Q: What is the centrosome?
A: A region near the nucleus that organizes microtubules and contains centrioles.
Q: What is the function of motile cilia?
A: To move substances like mucus across cell surfaces in the respiratory and reproductive tracts.
Q: What is the nuclear envelope?
A: A double membrane surrounding the nucleus that is connected to the ER and contains nuclear pores.
Q: What are aquaporins?
A: Water channel proteins in the plasma membrane that facilitate rapid osmosis.
Q: What is the sodium–potassium pump?
A: A membrane protein that uses ATP to pump 3 Na⁺ out and 2 K⁺ into the cell.

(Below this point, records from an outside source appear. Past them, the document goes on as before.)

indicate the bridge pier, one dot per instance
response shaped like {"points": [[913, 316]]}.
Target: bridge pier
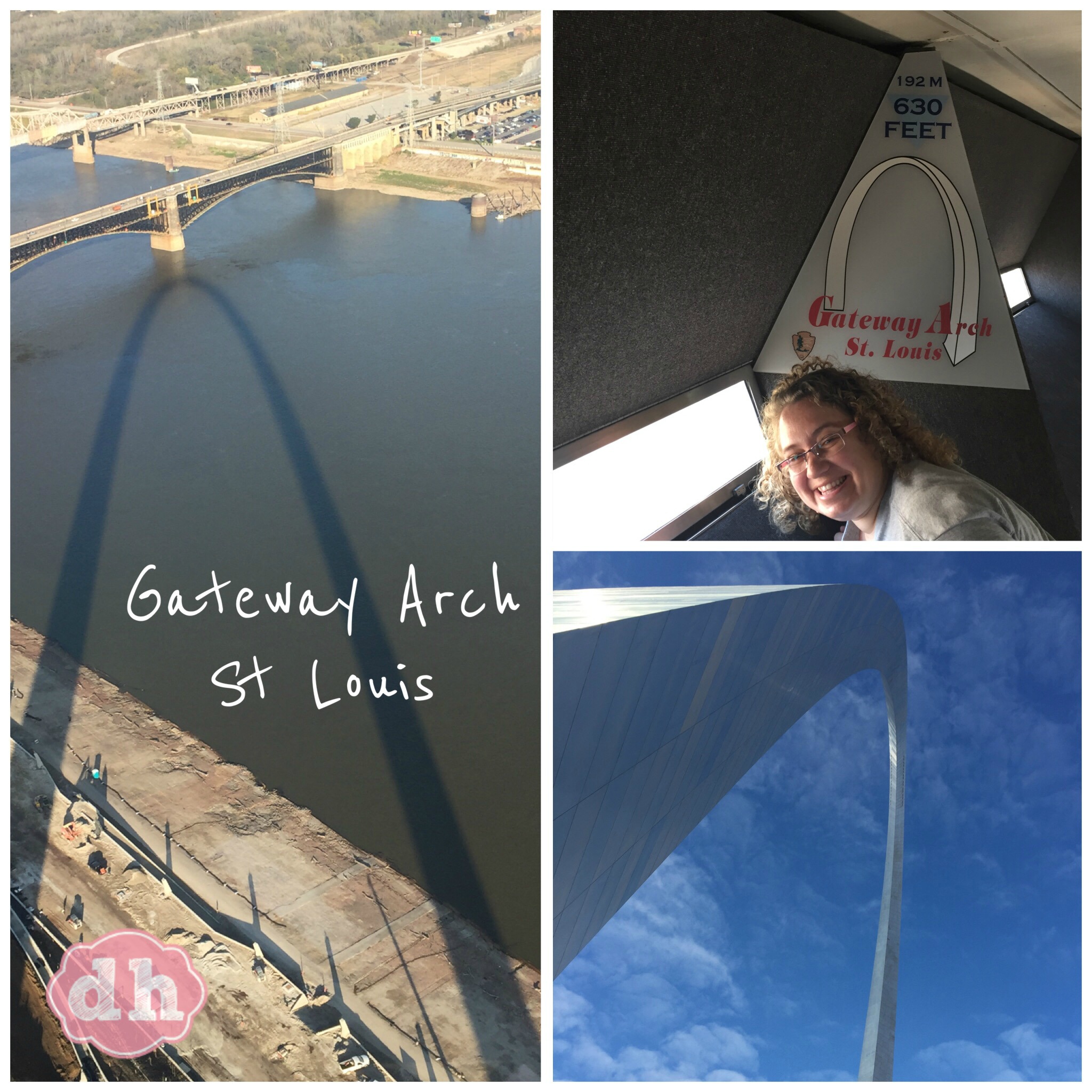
{"points": [[336, 179], [172, 239], [83, 150]]}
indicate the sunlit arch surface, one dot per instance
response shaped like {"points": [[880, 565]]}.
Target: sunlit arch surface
{"points": [[665, 697]]}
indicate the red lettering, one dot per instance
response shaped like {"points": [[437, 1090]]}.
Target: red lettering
{"points": [[945, 320], [817, 317]]}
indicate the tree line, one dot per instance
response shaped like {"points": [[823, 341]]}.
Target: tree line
{"points": [[56, 54]]}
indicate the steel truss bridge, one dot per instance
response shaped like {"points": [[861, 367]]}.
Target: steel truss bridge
{"points": [[170, 209]]}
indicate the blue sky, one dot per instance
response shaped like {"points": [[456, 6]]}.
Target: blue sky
{"points": [[748, 953]]}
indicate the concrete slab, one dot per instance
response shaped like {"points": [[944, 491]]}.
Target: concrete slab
{"points": [[417, 984]]}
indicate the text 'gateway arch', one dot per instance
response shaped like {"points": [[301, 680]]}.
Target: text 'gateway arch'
{"points": [[665, 697]]}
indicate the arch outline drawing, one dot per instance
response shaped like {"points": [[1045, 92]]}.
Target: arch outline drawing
{"points": [[665, 697], [959, 344]]}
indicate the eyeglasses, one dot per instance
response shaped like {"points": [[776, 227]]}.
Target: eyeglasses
{"points": [[825, 448]]}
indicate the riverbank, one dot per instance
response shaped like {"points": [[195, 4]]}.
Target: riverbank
{"points": [[431, 178], [414, 982]]}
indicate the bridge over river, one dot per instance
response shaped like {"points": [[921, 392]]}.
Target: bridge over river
{"points": [[164, 213]]}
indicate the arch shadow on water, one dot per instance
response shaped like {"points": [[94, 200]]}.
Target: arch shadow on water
{"points": [[428, 809]]}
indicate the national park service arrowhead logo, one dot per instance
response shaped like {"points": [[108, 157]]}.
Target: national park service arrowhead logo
{"points": [[803, 343]]}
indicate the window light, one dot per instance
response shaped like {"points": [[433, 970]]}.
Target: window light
{"points": [[1016, 288], [626, 491]]}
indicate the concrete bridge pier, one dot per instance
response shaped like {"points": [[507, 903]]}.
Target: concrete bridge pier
{"points": [[83, 150], [336, 179], [172, 239]]}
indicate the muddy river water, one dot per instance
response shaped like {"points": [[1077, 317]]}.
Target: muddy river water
{"points": [[322, 388]]}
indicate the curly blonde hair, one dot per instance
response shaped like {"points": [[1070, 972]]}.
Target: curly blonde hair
{"points": [[887, 425]]}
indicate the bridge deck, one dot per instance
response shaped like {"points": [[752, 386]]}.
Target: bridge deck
{"points": [[299, 151]]}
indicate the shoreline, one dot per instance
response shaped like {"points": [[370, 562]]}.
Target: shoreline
{"points": [[415, 979], [463, 178]]}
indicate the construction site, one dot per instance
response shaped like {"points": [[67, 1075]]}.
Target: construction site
{"points": [[341, 970]]}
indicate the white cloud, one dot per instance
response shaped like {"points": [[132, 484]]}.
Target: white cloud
{"points": [[1025, 1056], [961, 1061], [1044, 1059], [701, 1053]]}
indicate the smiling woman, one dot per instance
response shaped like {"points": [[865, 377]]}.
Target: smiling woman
{"points": [[840, 444]]}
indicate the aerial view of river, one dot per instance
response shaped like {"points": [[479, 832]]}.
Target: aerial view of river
{"points": [[322, 387]]}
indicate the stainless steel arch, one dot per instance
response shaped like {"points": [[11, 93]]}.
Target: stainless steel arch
{"points": [[663, 698], [966, 274]]}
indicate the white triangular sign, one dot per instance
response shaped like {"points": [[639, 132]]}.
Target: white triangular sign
{"points": [[901, 281]]}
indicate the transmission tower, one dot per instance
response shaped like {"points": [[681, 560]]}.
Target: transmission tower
{"points": [[280, 122]]}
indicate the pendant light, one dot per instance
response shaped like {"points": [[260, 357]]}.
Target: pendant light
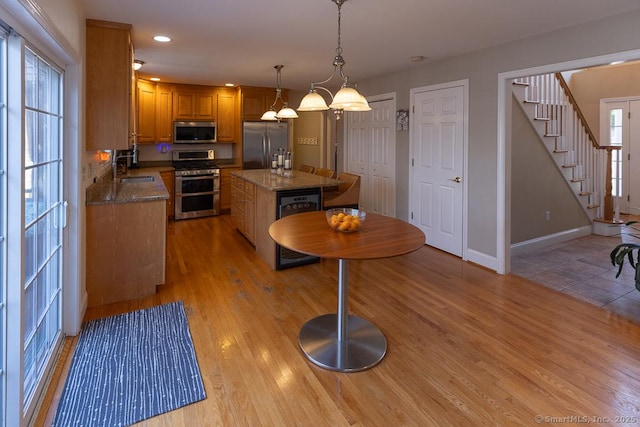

Q: What is membrane potential used for?
A: It helps conduct electrical impulses and powers transport processes across the membrane.
Q: What does the nucleus do?
A: It controls the cell and stores DNA.
Q: What do ribosomes do?
A: They make proteins.
Q: What does the rough ER do?
A: It helps make and package proteins (has ribosomes on it).
Q: What does the smooth ER do?
A: It makes lipids and helps detoxify drugs.
Q: What does the Golgi apparatus do?
A: It modifies, sorts, and ships proteins.
Q: What do lysosomes do?
A: They break down waste, old parts, and bacteria.
Q: What do peroxisomes do?
A: They break down fatty acids and toxins.
Q: What do mitochondria do?
A: They produce energy (ATP) from food.
Q: What does the cytoskeleton do?
A: It gives the cell shape and helps it move things inside.
Q: What do centrioles do?
A: They help organize the spindle for cell division.